Ainda é possível reconhecer um pouco da Hanói das 36 corporações de artesãos que se terão formado, provavelmente, no século XV. A toponímia de muitas das ruas do bairro é um reflexo desse tempo, identificando a actividade profissional ou a especialização das lojas: Hang Bac, Hang Dong, Hang Quat, etc.
O comércio é exuberante e (quase) caleidoscópico: o das lojas, em número de largas centenas, e o dos vendedores ambulantes, sobretudo mulheres de andar balouçante sob o peso das varas plantadas sobre os ombros e com os cestos carregados de fruta, legumes, flores ou outra mercancia. Deixam-se fotografar pelos turistas, que lhes compram qualquer coisa por um punhado de dongs, e sorriem: nada deixa adivinhar a vida agreste destas mulheres — originárias, muitas, do meio rural —, o quotidiano enredado e penoso que começa de madrugada e se estende até ao entardecer, para conseguirem sustentar as famílias. No excelente Museu da Mulher Vietnamita, numa rua não muito longe do lago Hoàn Kiém, pode-se ver um interessante documentário sobre estas heroínas das ruas de Hanói. O que nele se narra é, verdadeiramente, um predicado de determinação e de resiliência das mulheres de Hanói, que outra coisa não é senão uma qualidade estrutural do povo vietnamita. E, nesse sentido, o museu pode ser uma notável introdução ao país que a antiga Cochinchina é hoje.
Os despojos da memória
“Vai nascer esta noite à meia-noite em ponto
num sótão num porão numa cave inundada / Vai nascer esta noite à meia-noite em ponto / dentro de um foguetão reduzido a sucata / Vai nascer esta noite à meia-noite em ponto / numa casa de Hanói ontem bombardeada.”

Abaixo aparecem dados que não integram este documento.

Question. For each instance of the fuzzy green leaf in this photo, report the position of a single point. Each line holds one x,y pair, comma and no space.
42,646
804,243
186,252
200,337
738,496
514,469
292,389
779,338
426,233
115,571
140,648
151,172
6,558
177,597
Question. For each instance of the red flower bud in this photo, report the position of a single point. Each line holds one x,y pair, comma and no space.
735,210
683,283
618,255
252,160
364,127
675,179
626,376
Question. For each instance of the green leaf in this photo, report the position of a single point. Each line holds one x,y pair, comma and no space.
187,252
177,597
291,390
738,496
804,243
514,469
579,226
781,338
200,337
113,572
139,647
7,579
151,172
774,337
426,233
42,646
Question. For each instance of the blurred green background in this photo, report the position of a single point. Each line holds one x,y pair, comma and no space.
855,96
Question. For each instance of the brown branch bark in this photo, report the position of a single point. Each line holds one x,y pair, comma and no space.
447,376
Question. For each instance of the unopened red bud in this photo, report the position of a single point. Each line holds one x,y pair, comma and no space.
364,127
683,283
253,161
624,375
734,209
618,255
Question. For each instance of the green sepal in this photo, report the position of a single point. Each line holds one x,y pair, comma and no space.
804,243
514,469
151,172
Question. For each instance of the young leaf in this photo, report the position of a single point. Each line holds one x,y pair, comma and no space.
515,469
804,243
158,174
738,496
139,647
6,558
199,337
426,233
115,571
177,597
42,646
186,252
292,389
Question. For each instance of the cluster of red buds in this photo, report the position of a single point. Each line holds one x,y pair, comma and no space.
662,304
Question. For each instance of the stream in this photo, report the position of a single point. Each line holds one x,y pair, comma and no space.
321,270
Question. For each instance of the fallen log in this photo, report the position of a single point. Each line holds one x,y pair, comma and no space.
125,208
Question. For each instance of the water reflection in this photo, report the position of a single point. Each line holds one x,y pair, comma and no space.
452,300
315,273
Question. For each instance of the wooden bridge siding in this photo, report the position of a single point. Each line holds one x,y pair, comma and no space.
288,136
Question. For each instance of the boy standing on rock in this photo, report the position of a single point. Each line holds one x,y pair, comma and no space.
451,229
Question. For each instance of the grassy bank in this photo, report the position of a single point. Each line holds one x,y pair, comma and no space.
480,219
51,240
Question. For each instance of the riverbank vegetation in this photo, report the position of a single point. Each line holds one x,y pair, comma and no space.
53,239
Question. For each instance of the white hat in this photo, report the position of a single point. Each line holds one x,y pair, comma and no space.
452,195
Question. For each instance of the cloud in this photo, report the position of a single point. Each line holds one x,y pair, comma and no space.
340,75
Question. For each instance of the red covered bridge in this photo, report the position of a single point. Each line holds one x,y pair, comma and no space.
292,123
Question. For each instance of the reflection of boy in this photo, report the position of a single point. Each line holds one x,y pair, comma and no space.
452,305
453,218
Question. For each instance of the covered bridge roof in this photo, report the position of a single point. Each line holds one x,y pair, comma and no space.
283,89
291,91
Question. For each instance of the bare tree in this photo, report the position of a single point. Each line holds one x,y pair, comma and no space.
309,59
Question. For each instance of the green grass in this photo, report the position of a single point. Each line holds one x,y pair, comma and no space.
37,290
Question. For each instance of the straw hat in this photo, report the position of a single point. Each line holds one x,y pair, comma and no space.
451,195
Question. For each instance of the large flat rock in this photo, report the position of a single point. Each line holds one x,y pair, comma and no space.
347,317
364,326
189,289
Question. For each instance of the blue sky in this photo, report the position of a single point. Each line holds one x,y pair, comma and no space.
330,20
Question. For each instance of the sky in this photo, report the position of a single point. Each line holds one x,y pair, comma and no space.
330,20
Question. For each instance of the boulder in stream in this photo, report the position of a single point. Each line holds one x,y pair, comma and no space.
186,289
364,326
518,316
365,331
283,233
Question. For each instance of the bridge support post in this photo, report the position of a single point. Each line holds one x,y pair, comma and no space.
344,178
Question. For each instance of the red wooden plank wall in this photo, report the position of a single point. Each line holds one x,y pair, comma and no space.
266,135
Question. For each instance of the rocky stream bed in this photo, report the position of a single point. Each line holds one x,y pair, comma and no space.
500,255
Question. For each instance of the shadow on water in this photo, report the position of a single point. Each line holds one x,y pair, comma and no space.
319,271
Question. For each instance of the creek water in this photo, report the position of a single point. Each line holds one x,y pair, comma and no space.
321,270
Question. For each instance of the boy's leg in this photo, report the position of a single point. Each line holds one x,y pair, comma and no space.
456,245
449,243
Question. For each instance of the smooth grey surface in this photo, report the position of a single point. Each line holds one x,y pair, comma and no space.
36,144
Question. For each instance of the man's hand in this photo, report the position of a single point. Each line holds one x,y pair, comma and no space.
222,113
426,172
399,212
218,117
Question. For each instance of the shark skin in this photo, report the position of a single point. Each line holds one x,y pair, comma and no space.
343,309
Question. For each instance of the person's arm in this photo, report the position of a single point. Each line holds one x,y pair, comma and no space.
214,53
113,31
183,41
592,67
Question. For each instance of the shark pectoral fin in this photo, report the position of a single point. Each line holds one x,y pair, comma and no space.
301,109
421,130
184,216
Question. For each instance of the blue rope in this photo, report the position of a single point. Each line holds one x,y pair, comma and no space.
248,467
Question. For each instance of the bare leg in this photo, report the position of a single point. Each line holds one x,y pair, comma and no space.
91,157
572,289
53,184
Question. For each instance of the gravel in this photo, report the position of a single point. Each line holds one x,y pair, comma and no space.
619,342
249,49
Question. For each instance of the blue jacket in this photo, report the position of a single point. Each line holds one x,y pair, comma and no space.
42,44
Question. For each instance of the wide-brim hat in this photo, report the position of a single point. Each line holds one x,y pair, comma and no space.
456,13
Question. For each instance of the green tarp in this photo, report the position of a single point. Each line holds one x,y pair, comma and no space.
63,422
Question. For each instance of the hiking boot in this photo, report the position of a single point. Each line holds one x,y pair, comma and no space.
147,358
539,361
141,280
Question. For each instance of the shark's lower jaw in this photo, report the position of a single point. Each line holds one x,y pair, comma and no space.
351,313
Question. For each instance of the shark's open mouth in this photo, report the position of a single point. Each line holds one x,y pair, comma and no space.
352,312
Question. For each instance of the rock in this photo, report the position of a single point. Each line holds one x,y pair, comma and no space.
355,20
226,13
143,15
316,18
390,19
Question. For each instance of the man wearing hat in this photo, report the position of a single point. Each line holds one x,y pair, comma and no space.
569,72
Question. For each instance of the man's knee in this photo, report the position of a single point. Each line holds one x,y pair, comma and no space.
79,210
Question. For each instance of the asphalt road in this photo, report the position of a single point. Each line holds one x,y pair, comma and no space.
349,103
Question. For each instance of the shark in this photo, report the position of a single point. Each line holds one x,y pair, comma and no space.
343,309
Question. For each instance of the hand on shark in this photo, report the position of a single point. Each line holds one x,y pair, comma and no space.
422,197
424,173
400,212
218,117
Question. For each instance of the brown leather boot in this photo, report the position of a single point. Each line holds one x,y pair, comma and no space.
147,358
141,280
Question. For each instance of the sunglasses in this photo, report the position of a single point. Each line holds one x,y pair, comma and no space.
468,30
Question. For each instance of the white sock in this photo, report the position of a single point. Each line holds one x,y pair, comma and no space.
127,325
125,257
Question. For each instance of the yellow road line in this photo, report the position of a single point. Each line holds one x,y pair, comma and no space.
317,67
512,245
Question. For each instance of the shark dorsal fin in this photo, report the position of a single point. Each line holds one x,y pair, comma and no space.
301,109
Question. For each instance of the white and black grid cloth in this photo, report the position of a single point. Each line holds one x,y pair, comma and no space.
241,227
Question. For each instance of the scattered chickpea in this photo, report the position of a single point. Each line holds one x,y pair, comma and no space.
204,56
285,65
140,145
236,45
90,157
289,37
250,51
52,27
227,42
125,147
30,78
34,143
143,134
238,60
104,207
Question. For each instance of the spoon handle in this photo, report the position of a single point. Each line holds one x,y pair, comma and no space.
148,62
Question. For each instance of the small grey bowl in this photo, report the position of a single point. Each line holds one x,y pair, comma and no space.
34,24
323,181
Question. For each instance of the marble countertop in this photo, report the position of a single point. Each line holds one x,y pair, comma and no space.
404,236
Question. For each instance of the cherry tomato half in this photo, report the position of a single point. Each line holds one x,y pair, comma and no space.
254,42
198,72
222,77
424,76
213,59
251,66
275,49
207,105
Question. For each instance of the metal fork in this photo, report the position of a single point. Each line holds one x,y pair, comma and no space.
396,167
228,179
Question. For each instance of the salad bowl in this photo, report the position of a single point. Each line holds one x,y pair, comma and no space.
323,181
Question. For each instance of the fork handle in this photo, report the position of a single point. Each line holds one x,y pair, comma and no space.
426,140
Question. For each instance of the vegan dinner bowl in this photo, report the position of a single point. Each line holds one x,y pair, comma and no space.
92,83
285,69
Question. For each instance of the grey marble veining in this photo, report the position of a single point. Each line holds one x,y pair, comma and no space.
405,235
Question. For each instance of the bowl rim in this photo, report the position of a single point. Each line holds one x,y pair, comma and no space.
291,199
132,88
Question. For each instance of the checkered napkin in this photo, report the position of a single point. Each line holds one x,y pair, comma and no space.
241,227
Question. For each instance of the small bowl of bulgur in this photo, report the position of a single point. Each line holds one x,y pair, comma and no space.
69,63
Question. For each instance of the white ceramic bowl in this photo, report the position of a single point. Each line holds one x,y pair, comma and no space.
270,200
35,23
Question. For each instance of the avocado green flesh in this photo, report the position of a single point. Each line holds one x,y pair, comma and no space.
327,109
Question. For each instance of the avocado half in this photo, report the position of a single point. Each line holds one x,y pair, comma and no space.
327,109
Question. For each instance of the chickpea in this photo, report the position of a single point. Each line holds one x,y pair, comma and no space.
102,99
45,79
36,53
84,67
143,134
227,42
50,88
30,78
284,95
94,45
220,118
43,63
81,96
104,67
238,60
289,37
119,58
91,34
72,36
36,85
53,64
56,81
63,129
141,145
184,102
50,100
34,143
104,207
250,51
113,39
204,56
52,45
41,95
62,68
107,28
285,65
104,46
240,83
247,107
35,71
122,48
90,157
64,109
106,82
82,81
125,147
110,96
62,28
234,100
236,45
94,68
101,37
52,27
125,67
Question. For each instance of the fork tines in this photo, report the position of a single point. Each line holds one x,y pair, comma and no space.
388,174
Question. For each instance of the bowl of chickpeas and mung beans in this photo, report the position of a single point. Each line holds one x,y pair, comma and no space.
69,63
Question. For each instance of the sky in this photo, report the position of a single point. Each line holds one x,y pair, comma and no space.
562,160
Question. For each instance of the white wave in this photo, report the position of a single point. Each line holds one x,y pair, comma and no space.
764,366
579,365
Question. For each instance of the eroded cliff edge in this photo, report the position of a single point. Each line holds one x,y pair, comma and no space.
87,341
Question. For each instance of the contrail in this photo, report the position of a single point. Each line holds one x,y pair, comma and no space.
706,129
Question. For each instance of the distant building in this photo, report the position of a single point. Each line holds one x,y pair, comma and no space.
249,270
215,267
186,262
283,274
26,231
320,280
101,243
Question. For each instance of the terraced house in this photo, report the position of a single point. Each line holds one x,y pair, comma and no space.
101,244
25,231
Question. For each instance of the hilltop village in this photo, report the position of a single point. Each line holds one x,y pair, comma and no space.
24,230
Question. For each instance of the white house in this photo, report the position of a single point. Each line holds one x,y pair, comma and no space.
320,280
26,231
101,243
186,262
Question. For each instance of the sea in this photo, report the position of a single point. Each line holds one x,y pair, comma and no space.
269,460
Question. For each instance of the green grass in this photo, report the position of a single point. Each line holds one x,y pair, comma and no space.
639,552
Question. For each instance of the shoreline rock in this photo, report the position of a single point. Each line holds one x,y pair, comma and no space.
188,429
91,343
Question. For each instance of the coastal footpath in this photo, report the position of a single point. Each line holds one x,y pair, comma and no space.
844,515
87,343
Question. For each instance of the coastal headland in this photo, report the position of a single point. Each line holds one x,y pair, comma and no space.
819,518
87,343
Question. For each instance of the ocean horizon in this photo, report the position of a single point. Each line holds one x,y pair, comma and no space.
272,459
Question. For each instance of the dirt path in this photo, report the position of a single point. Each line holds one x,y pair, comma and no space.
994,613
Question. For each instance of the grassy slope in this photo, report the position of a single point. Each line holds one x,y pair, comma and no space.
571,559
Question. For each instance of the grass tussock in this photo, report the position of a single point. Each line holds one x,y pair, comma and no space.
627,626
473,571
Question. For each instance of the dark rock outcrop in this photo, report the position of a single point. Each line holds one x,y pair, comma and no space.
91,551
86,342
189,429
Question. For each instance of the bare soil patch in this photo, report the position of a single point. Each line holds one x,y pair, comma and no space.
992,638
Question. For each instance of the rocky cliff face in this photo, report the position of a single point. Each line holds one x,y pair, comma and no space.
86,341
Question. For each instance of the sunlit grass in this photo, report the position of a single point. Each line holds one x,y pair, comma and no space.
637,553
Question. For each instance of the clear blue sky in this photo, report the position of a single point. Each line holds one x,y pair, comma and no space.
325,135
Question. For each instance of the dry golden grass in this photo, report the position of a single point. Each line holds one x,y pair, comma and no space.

Nos versos desta Litania para o Natal de 1967, de David Mourão-Ferreira, perpassa a indignação e o protesto que grassavam então pela opinião pública sobre um conflito que vitimava milhares de civis. Não é ideia lunar o viajante ficar-se pelo Vietname rural das montanhas e terraços de arroz de Sapa, na fronteira com a China, pela baía de Ha Long, cada vez mais em permanente hora de ponta, pela agitação frenética de Ho-Chi-Minh, a antiga Saigão, ou, até, pelas praias de águas azul-turquesa do litoral do mar da China. Mas em Hanói é difícil, ou mesmo impossível, ignorar aquela dimensão da História recente do país, ainda mais em ano de múltiplas celebrações. Na verdade, os primeiros trinta anos de independência do país, quase metade da sua existência moderna, foram vividos em guerra. A capital vietnamita reúne uma série de lugares de memória que evocam aspectos e episódios do conflito que de forma mais brutal concretizou os confrontos ideológicos da Guerra Fria. Os museus são, sem surpresa, espaços que privilegiam essa memória, com que tropeçamos, também, quando damos de caras com carcaças enferrujadas de aviões norte-americanos conservadas como surreais e fúnebres esculturas.